Altı partili muhalefet koalisyonu, aday seçiminde yaşanan kargaşanın ardından, önümüzdeki seçimlerde Recep Tayyip Erdoğan'ın yirmi yıllık iktidarına meydan okumak için Kemal Kılıçdaroğlu'nu seçti. Cumhuriyet Halk Partisi'nin (CHP) uzun süredir genel başkanlığını yürüten Kemal Kılıçdaroğlu, 74 yaşındaki liderin Erdoğan'ın popülizmini sarsacak siyasi yetenek ve karizmaya sahip olmadığı yönündeki eleştirilere rağmen Mayıs ayı ortasında yapılması beklenen genel seçimlerde Erdoğan'a meydan okumaya çalışacak.
Kılıçdaroğlu, CHP'nin yanı sıra milliyetçi İYİ Parti ve Erdoğan'ın Adalet ve Kalkınma Partisi'nden (AKP) kopan birkaç küçük partiden oluşan ve Erdoğan'ı devirmek ve ülkeyi başkanlık sistemi yerine parlamenter sisteme döndürmek de dahil olmak üzere iktidarına damgasını vuran değişiklikleri elden geçirmek için bir araya gelme sözü veren Millet İttifakı bloğu tarafından cumhurbaşkanı adayı olarak atandı.

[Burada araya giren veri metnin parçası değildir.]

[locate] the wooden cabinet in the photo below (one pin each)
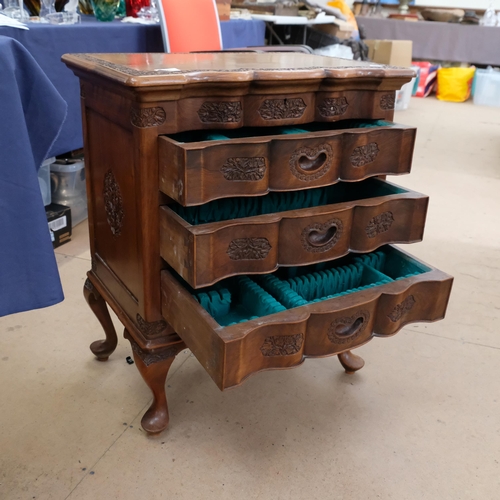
(234, 208)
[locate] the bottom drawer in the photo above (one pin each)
(246, 324)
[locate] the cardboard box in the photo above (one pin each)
(391, 52)
(340, 29)
(59, 221)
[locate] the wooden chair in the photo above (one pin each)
(190, 25)
(193, 26)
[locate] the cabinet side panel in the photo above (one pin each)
(113, 200)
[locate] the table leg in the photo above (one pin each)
(273, 33)
(153, 366)
(351, 362)
(102, 349)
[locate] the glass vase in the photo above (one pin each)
(105, 10)
(134, 6)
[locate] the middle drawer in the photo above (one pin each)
(197, 167)
(223, 238)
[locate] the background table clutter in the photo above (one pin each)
(47, 43)
(32, 113)
(439, 41)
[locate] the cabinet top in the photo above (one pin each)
(138, 70)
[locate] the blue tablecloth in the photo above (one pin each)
(47, 43)
(31, 116)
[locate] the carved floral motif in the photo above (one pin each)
(387, 101)
(362, 155)
(113, 203)
(89, 285)
(282, 345)
(150, 329)
(349, 328)
(244, 169)
(147, 117)
(318, 238)
(220, 112)
(405, 306)
(280, 109)
(249, 249)
(310, 164)
(379, 224)
(150, 357)
(333, 106)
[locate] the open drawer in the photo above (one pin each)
(247, 324)
(196, 167)
(223, 238)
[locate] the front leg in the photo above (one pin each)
(153, 366)
(102, 349)
(351, 362)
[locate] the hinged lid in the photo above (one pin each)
(137, 70)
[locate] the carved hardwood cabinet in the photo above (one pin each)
(238, 206)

Anketlere göre muhalefete destek arttı
Seçim, geçen ay Türkiye'de 45 binden fazla insanın ölümüne neden olan ve hükümetin yetersiz müdahale ettiği suçlamalarına yol açan ölümcül depremlerin siyasi yansımalarının ortasında, muhalefetin Erdoğan ve AKP'ye meydan okuması için nadir bir fırsat sunuyor. Depremden sonraki haftalarda yapılan anketler AKP'nin popülaritesinde küçük bir düşüş ve başta CHP ve İyi Parti olmak üzere muhalefet partilerine verilen desteğin arttığını gösterdi.
Bu oylamanın Türk demokrasisini korumak ve ülkenin otokratik yönetime doğru kaymasını önlemek için son fırsat olduğuna dair yaygın bir endişe var. Demokrasi alanında faaliyet gösteren sivil toplum kuruluşu Freedom House, hükümetin demokrasiye verdiği zararın ve ekonomik krizin ülkenin geleceğini nasıl tehdit ettiğini anlattı. Kurulu, "AKP hükümeti siyasi haklara ve sivil özgürlüklere karşı saygısızca davrandı. 2016'dan bu yana eleştirmenlere ve muhaliflere karşı geniş kapsamlı bir baskı uyguladı" ifadelerini kullandı.
Kılıçdaroğlu'nun Erdoğan'a karşı aday olacağının açıklanması, Meral Akşener'in Kılıçdaroğlu'nun adaylığı ihtimali üzerine gruptan kısa süreliğine ayrılma kararı almasının ardından muhalefet ittifakı içinde günlerdir süren tartışmaların ardından geldi. İYİ Parti'nin başında bulunan eski içişleri bakanı Akşener, Kılıçdaroğlu'nun cumhurbaşkanı adayı olarak gösterilmesinin seçimi tamamen kaybetme riski taşıdığını açıkladı ve geçen hafta İstanbul Büyükşehir Belediye Başkanı Ekrem İmamoğlu'nu ya da Ankara Büyükşehir Belediye Başkanı Mansur Yavaş'ı aday olmaya çağırdı.
Akşener ve partisi, İmamoğlu ve Yavaş'ı ortak cumhurbaşkanı yardımcısı adayı olarak kabul ettiklerini bildirdikten sonra, Kılıçdaroğlu'nun adaylığının açıklanacağı toplantıdan kısa bir süre önce dramatik bir geri dönüşle muhalefet koalisyonuna geri döndü. Adaylığının açıklanmasının ardından Kılıçdaroğlu, muhalefet koalisyonundaki diğer beş partinin başkanlarının da İmamoğlu ve Yavaş ile birlikte başkan yardımcısı adayı olacağını söyledi. Bu, koalisyonun iktidara gelmeyi başarması halinde bu rolü ortadan kaldırmaya çalışmasına rağmen gerçekleşti. Kılıçdaroğlu, "Bizim soframız barış ve kardeşlik sofrasıdır. Biz Millet İttifakı olarak Türkiye'yi istişare ile yöneteceğiz" dedi.
Muhalefetteki bölünme Erdoğan'a fayda sağlayabilir
Eleştirmenler, altı partili muhalefet grubu arasındaki aleni ayrılığın çekişmeli bir seçim öncesinde sadece Erdoğan'a yarayacağından korkuyor. Muhalefet koalisyonu ile çalışan siyasi danışman Selim Sazak da aynı görüşte. Sazak, "Milli İttifak bu karar etrafında tutarlı bir söylem oluşturup bunu etkili bir şekilde anlatamazsa ve insanların şu anda sorduğu sorular tam ve ikna edici bir şekilde yanıtlanmazsa, Erdoğan sahaya bununla çıkacak. Seçime kadar her yerde bu konuşulacak" dedi.